Abstract

Previously, we showed that in adult rat cardiomyocytes, nitric oxide (NO) donors stimulate mitochondrial cGMP production, followed by cytochrome c release, independently of the mitochondrial permeable transition pore. We investigated whether mitochondrial cGMP-induced cytochrome c release from cardiac mitochondria is Ca²⁺-sensitive. Mitochondria and primary cultured cardiomyocytes were prepared from left ventricles of male Wistar rats. The cytosolic Ca²⁺ concentration was adjusted with Ca²⁺-EGTA buffers. Cytochrome c released from mitochondria was measured by Western blotting.

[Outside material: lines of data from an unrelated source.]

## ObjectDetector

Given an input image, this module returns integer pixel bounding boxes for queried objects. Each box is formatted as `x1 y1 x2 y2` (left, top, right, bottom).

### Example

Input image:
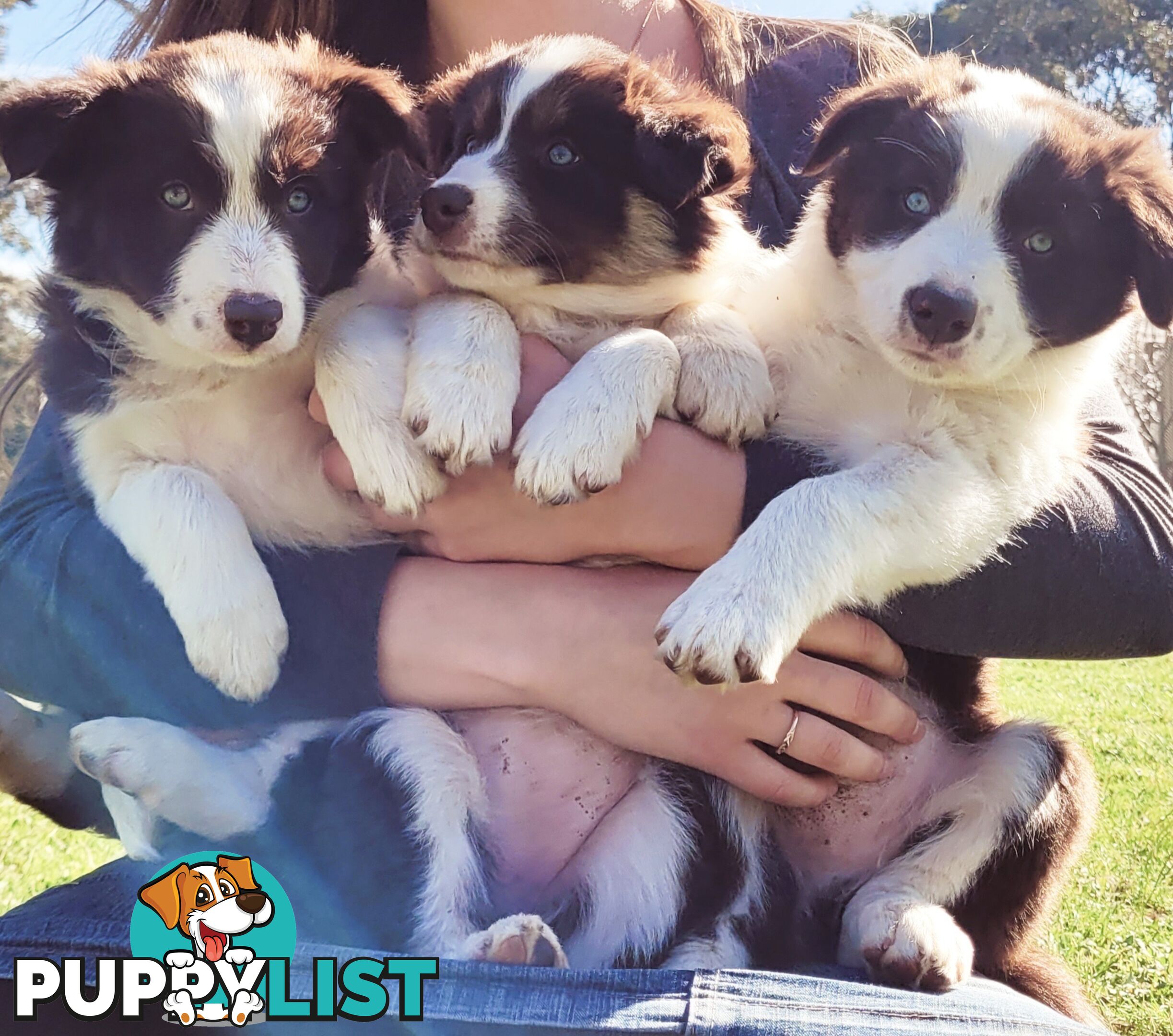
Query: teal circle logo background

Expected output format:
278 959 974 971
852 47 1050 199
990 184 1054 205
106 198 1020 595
130 849 297 1002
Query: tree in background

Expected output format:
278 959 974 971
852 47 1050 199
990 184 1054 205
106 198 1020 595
860 0 1173 478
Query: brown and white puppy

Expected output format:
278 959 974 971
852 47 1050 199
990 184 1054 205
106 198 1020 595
139 855 273 1025
659 56 1173 683
139 857 273 963
50 52 1130 1020
403 36 773 503
0 34 442 700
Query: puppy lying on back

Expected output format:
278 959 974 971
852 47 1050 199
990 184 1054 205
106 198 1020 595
0 35 442 700
403 36 773 503
659 56 1173 682
62 45 1135 1021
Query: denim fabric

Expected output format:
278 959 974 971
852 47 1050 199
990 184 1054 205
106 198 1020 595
0 860 1094 1036
0 410 398 729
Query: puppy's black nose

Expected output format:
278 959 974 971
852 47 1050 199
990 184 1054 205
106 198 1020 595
236 892 269 914
420 183 473 237
905 284 977 346
224 294 285 351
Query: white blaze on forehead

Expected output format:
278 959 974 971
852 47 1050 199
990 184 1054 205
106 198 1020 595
497 36 609 147
187 58 282 218
191 863 221 900
947 69 1051 217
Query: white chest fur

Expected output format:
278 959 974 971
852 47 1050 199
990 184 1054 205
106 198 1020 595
70 349 372 545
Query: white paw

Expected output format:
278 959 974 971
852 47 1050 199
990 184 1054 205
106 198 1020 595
403 297 521 475
676 349 778 446
173 591 289 702
839 899 974 991
229 989 265 1025
656 552 814 684
346 425 445 515
163 990 196 1025
514 389 655 505
69 716 157 802
460 914 569 968
403 365 518 475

Cardiomyocyte apoptosis was assessed by Annexin V staining. Cytochrome c release from cardiac mitochondria was evoked by buffered Ca²⁺ (1 μM); this was inhibited by NO-cGMP pathway inhibitors such as N^G-monomethyl-l-arginine monoacetate (inhibitor of NO synthase), 2-(4-carboxyphenyl)-4,4,5,5-tetramethylimidazoline-1-oxyl-3-oxide (NO scavenger), 1H-[1,2,4]oxadiazolo[4,3-a]quinoxalin-1-one (ODQ, NO-sensitive guanylyl cyclase inhibitor) and voltage-dependent anion channel (VDAC) inhibitor, 4,4′-diisothiocyano-2,2′-disulfonic acid stilbene, but not by cyclosporin A (mitochondrial permeable transition pore inhibitor). Furthermore, this release was significantly and dose dependently inhibited by 0.3–3 μM KT5823 (protein kinase G inhibitor). At the cellular level, intracellular perfusion of cardiomyocytes with buffered Ca²⁺ (1 μM) also induced apoptosis, which was inhibited in the presence of ODQ. A membrane-permeable cGMP analog, 8-Br-cGMP, but not cGMP itself, mimicked buffered Ca²⁺ actions in both cardiac mitochondria and cardiomyocytes. We further confirmed an increase in protein kinase G activity by adding cGMP in mitochondrial protein fraction. Our results suggest that mitochondrial NO-cGMP pathway-induced cytochrome c release from cardiac mitochondria, triggered by increased cytosolic Ca²⁺, occurs through VDAC via the stimulation of an undiscovered mitochondrial protein kinase G.